Arisha mengepal tangan yang ada di atas pahanya. Menahan emosi yang membara karena disebut nenek-nenek.

"Apa dia pikir aku nyari brondong manis? Seenak jidat menebakku nenek-nenek!" batin Arisha bergejolak. Kalau tak ingat dia mengenakan cadar sudah menyembur Erland dengan lahar panas di dadanya.

"Coba kau tebak?" tanya Arisha balik. Dia ingin tahu Erland akan mengatakan apa.

"Tiga puluh lima mungkin," celetuk Erland tanpa pikir panjang.

"Hm. Sepertinya AC di sini kurang dingin. Tanganku panas dari tadi." Arisha menahan emosi tingkat tinggi.

"Itu karena faktor usiamu, wajar kalau semakin tua lebih cepat berkeringat," sahut Erland.
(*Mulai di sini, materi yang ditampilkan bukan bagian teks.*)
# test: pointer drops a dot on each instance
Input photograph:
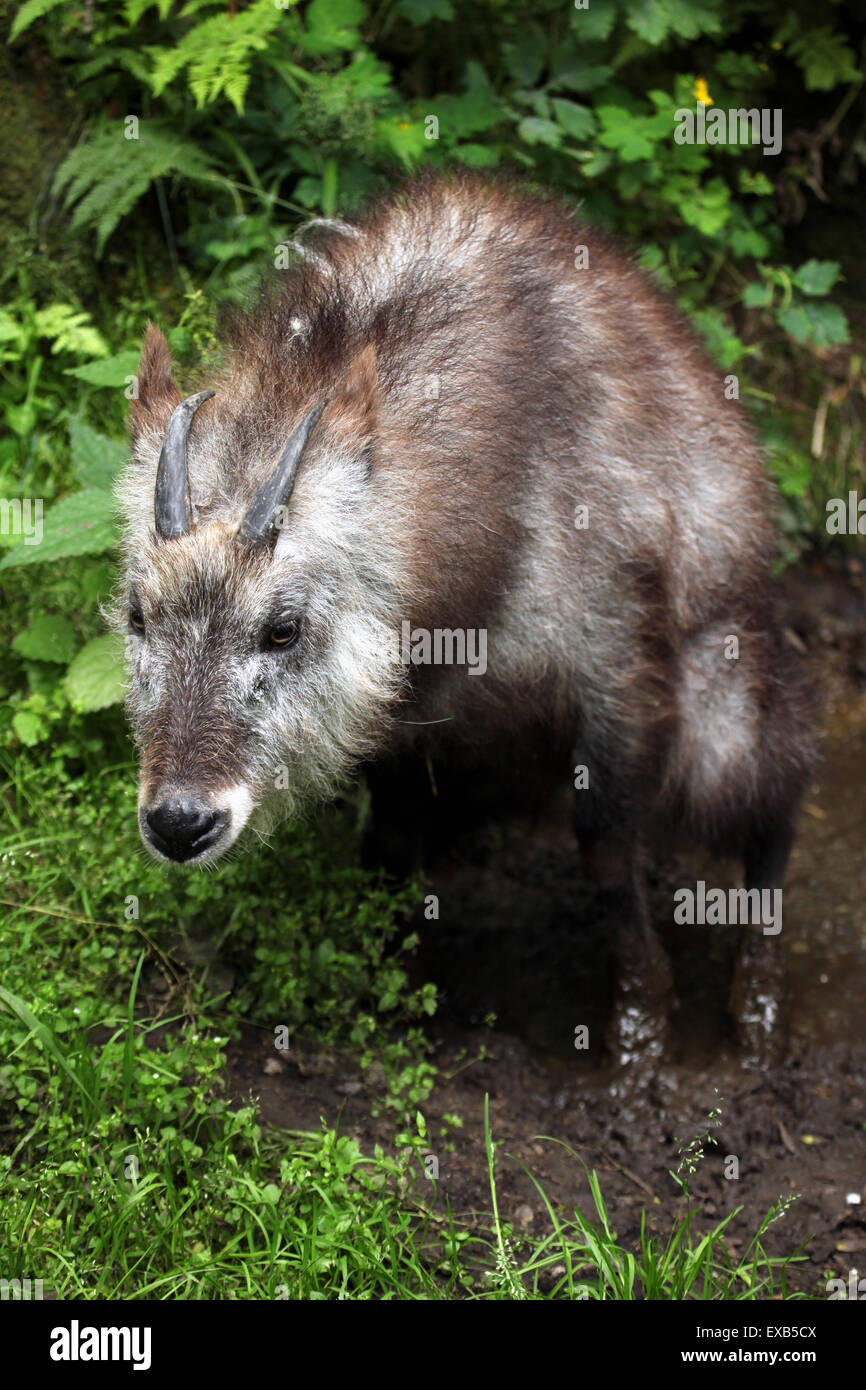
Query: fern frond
(218, 53)
(29, 13)
(106, 175)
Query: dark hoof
(640, 1025)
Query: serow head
(256, 617)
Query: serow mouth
(182, 829)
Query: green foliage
(106, 174)
(203, 134)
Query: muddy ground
(519, 937)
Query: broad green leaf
(820, 324)
(81, 524)
(109, 371)
(47, 640)
(594, 21)
(576, 120)
(421, 11)
(29, 727)
(334, 24)
(537, 131)
(824, 59)
(631, 136)
(95, 679)
(816, 277)
(526, 59)
(758, 295)
(29, 13)
(96, 460)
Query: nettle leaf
(816, 277)
(81, 524)
(334, 24)
(29, 13)
(631, 136)
(576, 120)
(711, 210)
(534, 129)
(421, 11)
(758, 295)
(526, 59)
(654, 20)
(595, 21)
(70, 330)
(96, 460)
(110, 371)
(824, 59)
(29, 727)
(824, 325)
(47, 640)
(106, 174)
(96, 677)
(467, 113)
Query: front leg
(644, 998)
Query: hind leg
(612, 847)
(758, 1000)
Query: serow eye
(284, 634)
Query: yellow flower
(702, 93)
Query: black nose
(184, 829)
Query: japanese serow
(463, 416)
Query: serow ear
(154, 389)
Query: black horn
(171, 499)
(277, 488)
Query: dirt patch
(519, 937)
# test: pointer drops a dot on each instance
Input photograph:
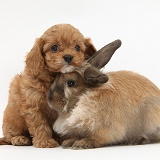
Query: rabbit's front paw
(45, 143)
(68, 143)
(83, 144)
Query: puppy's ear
(34, 60)
(90, 49)
(94, 77)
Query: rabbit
(97, 109)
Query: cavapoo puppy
(27, 118)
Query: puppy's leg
(38, 128)
(14, 128)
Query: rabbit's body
(125, 110)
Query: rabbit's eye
(54, 48)
(71, 83)
(77, 47)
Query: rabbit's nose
(68, 58)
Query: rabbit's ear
(102, 57)
(94, 77)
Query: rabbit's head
(67, 87)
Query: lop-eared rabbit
(96, 109)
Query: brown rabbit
(93, 113)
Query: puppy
(61, 48)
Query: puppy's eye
(54, 48)
(77, 47)
(71, 83)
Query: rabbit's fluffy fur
(125, 110)
(60, 49)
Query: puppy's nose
(68, 58)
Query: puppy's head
(60, 49)
(68, 87)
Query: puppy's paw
(68, 143)
(45, 143)
(83, 144)
(20, 141)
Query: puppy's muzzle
(68, 58)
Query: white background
(136, 23)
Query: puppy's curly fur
(60, 49)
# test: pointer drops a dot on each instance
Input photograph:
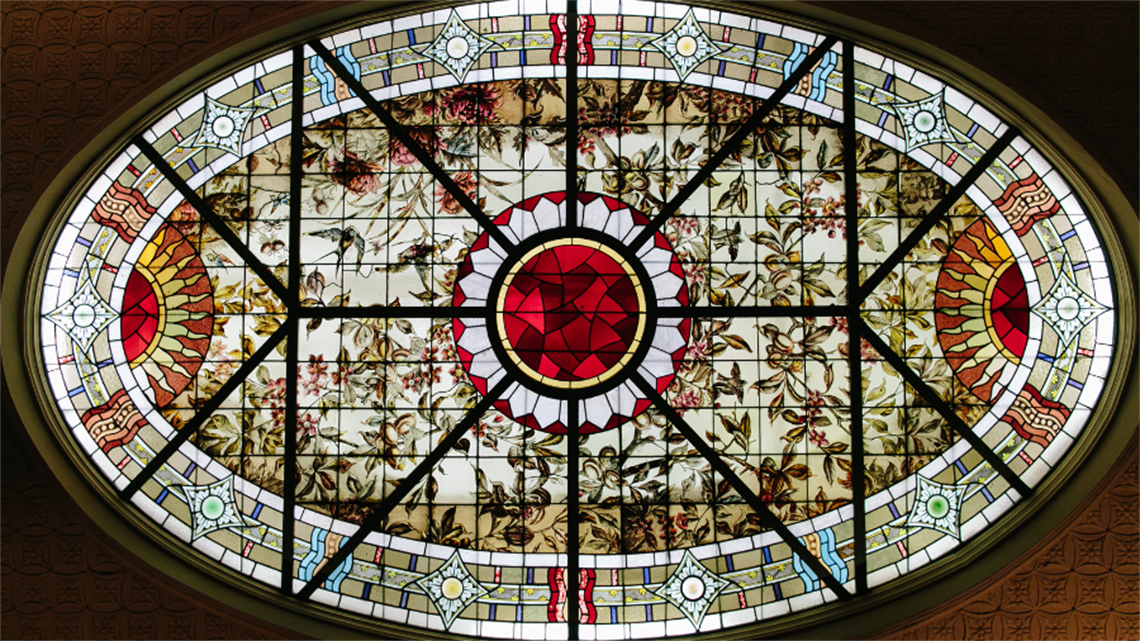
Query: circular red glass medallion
(571, 313)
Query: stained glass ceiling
(373, 323)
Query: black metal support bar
(767, 518)
(944, 408)
(571, 154)
(754, 311)
(401, 134)
(390, 311)
(210, 216)
(296, 151)
(406, 486)
(854, 342)
(203, 413)
(936, 213)
(746, 130)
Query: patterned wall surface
(67, 67)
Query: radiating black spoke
(944, 408)
(767, 518)
(209, 407)
(401, 134)
(406, 486)
(935, 216)
(293, 303)
(771, 103)
(211, 217)
(754, 311)
(572, 205)
(854, 343)
(392, 311)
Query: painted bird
(345, 240)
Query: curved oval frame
(1109, 428)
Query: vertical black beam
(292, 303)
(572, 569)
(855, 341)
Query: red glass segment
(1009, 308)
(571, 313)
(140, 315)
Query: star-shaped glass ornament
(686, 46)
(692, 587)
(457, 47)
(83, 315)
(937, 506)
(222, 127)
(452, 589)
(925, 121)
(1066, 308)
(212, 508)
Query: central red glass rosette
(572, 313)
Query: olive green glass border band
(1112, 426)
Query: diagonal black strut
(406, 486)
(854, 341)
(944, 408)
(936, 213)
(401, 134)
(763, 511)
(293, 303)
(210, 216)
(204, 412)
(726, 148)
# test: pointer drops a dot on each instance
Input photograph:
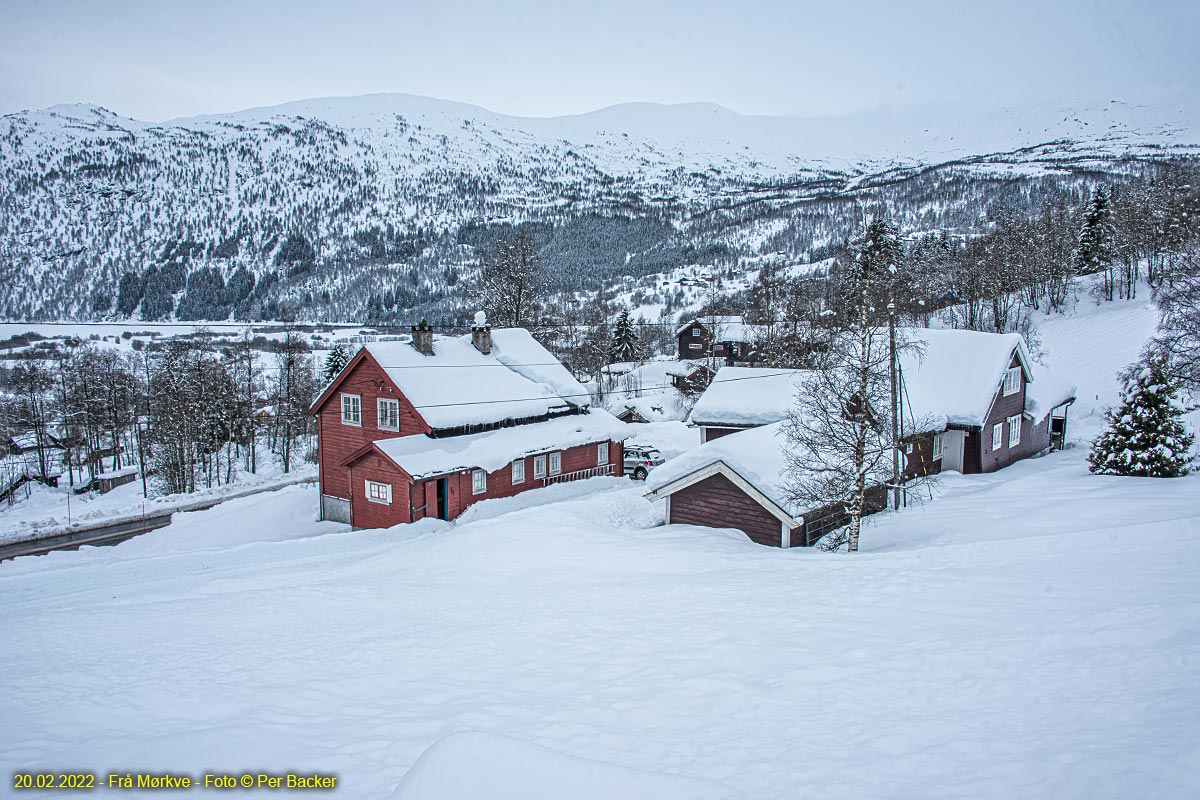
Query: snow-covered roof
(683, 368)
(1047, 391)
(459, 385)
(756, 455)
(951, 377)
(727, 329)
(657, 407)
(423, 456)
(747, 396)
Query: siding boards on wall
(717, 503)
(337, 441)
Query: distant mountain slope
(343, 208)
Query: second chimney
(481, 334)
(423, 337)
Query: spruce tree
(1146, 435)
(336, 361)
(624, 338)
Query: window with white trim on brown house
(1012, 382)
(388, 414)
(378, 492)
(352, 409)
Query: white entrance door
(952, 450)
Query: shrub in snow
(1146, 434)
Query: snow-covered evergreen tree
(336, 361)
(1146, 435)
(624, 338)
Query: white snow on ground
(45, 512)
(481, 765)
(1031, 633)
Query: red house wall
(1035, 434)
(337, 441)
(365, 513)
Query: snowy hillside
(317, 204)
(1030, 632)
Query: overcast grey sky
(166, 59)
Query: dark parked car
(640, 461)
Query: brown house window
(389, 414)
(1012, 382)
(352, 409)
(378, 492)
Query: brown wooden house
(726, 340)
(973, 402)
(426, 428)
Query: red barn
(427, 427)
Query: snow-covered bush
(1146, 435)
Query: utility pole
(895, 400)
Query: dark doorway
(443, 506)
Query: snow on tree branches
(1146, 435)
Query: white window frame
(355, 404)
(378, 492)
(379, 414)
(1012, 382)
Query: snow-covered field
(48, 511)
(1031, 633)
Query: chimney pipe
(481, 334)
(423, 337)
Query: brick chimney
(423, 337)
(481, 334)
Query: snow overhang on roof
(459, 386)
(755, 456)
(951, 377)
(421, 456)
(748, 396)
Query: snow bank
(473, 765)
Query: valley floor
(1032, 633)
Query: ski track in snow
(1031, 633)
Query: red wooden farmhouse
(427, 427)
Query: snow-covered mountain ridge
(333, 206)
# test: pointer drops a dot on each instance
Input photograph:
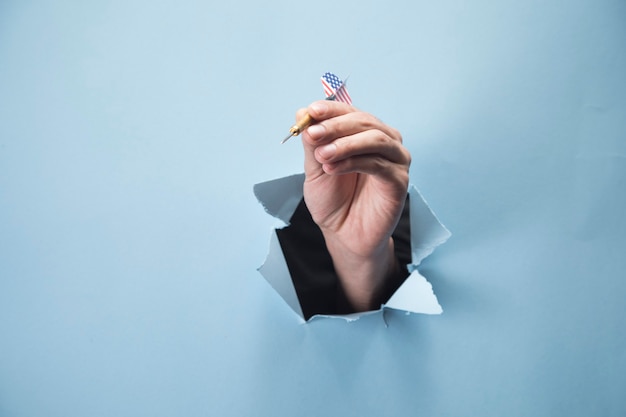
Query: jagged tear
(281, 197)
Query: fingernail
(327, 151)
(316, 131)
(319, 108)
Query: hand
(357, 174)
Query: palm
(359, 210)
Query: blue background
(131, 133)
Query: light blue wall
(131, 133)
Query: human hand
(356, 181)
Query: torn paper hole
(281, 197)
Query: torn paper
(281, 197)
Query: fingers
(336, 119)
(371, 152)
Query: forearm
(364, 279)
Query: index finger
(326, 109)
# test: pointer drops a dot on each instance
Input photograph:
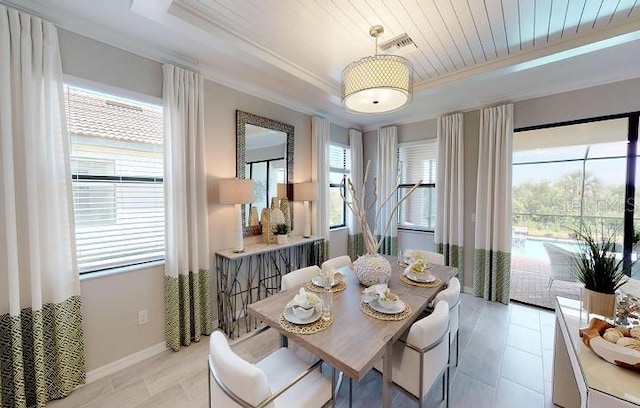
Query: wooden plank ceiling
(323, 36)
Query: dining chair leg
(334, 389)
(209, 385)
(457, 348)
(448, 389)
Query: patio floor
(530, 281)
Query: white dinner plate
(422, 279)
(318, 281)
(377, 307)
(288, 314)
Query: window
(417, 161)
(117, 179)
(339, 166)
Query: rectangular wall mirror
(264, 153)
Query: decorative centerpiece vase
(371, 268)
(285, 208)
(267, 232)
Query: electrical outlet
(143, 317)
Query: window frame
(406, 227)
(343, 185)
(134, 98)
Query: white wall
(609, 99)
(338, 239)
(614, 98)
(111, 303)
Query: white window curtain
(492, 256)
(187, 290)
(355, 244)
(41, 338)
(387, 179)
(320, 134)
(449, 231)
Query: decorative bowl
(611, 352)
(390, 302)
(302, 312)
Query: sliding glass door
(566, 178)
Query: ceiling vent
(402, 44)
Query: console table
(254, 274)
(580, 377)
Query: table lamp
(305, 192)
(237, 192)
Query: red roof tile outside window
(117, 170)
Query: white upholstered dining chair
(337, 262)
(452, 296)
(290, 280)
(298, 277)
(280, 380)
(428, 256)
(421, 358)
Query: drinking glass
(327, 295)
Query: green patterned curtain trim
(389, 245)
(355, 246)
(41, 354)
(187, 306)
(453, 256)
(491, 277)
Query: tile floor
(505, 361)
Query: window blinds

Arisha membuang nafas gusarnya. Berusaha tenang menghadapi Erland. Kalau tidak identitas aslinya bisa terbongkar.

"Apa kau ingin melihat wajahku sebelum menikah?" tanya Arisha. Lebih baik memastikan dari sekarang dari pada repot ke depannya.

"Tidak, aku tidak tertarik. Lagi pula belum tentu kau cantik. Aku tidak ingin semakin gila karena perjodohan ini," jawab Erland.

"Untung saja dia tidak mau melihat wajahku, baguslah!" batin Arisha. Dia senang Erland tidak ingin melihat wajahnya.

"Oke."

"Kau tidak perlu membuka cadarmu di depanku. Baik sekarang atau nanti. Lebih bagus tetap seperti itu." Erland tidak ingin melihat wajah Arisha. Dia sudah cukup dengan nikah kontrak yang mereka sepakati bersama.